The list of statues included many of our great historic figures Churchill, Nelson, Cook, and has triggered a backlash from residents who have declared that they will protect their antiquarian figures. The situation further escalated this weekend with the left-wing Labour Mayor of London Sadiq Kahn ordering many famous statues in our capital to be boarded up “ for their protection”. I and many others see this as a capitulation to lawlessness. It will not be lost on the public that if Winston Churchill the nemesis of Adolf Hitler and his Nazis is now not safe then no one is. The list of statues “removed from public view for their own protection “ is very wide from Churchill to Nelson, yes both of them, Mandela and Horatio!

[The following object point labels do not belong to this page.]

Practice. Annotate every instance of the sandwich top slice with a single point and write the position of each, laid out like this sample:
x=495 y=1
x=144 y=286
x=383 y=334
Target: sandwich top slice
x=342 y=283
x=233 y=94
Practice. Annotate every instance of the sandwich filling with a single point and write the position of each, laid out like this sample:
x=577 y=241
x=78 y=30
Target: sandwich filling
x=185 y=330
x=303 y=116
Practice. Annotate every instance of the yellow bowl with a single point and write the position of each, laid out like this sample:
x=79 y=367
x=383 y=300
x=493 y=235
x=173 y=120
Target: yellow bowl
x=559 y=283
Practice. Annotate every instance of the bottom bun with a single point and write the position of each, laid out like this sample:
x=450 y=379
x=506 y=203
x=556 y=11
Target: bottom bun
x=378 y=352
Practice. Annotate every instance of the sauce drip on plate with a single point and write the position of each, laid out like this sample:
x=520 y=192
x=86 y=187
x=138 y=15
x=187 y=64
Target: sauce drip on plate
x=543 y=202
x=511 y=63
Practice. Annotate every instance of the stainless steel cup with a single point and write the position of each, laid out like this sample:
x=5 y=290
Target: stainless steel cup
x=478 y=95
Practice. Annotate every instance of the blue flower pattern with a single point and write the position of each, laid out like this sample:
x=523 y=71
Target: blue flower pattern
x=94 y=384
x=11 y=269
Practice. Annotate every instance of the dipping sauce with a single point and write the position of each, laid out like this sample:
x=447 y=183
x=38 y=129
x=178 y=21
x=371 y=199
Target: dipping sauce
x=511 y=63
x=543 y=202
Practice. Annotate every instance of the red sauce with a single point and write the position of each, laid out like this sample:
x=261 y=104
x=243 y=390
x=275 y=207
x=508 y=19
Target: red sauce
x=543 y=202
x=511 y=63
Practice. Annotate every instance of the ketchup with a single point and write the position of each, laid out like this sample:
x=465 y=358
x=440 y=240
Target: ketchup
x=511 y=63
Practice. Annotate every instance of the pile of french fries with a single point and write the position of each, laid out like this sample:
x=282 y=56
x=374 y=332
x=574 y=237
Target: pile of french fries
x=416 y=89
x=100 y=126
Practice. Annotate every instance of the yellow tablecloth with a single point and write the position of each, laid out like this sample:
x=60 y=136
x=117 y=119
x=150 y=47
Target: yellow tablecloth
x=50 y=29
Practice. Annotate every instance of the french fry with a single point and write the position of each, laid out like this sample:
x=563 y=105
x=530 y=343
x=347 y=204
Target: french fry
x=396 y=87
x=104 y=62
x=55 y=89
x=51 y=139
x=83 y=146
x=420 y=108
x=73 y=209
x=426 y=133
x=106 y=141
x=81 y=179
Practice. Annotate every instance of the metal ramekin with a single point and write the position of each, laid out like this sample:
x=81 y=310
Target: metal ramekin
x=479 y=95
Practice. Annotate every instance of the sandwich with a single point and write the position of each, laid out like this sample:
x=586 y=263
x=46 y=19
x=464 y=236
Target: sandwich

My current fear is that the hijacking of the tragic death of George Floyd by extremist elements of the left or the right will actually increase community division and damage racial cohesion and let’s be clear that’s really what the extremists want. For the sake of all our children and the huge progress, we have made we cannot allow them to prevail.
Hypocrisy of BBC

People in glass houses should not throw stones and the BBC is particularly vulnerable given its founding director-general was a well known Nazi sympathizer who revered Adolf Hitler.
The British Broadcasting Corporation (BBC) appears to have been the main cheerleaders in the campaign to pull down statues and they have even taken programs off their streaming services, which have suddenly been deemed inappropriate.
People in glass houses should not throw stones and the BBC is particularly vulnerable given its founding director-general was a well known Nazi sympathizer who revered Adolf Hitler. So when will the BBC take down the portrait and bust of Lord Reith and rename the lectures given each year in his honor? This just highlights both how ludicrous the witch-hunt against British history is and how hypocritical the BBC has been.
This game of statues needs to stop as it’s a game no one will win, indeed it’s likely we all will lose.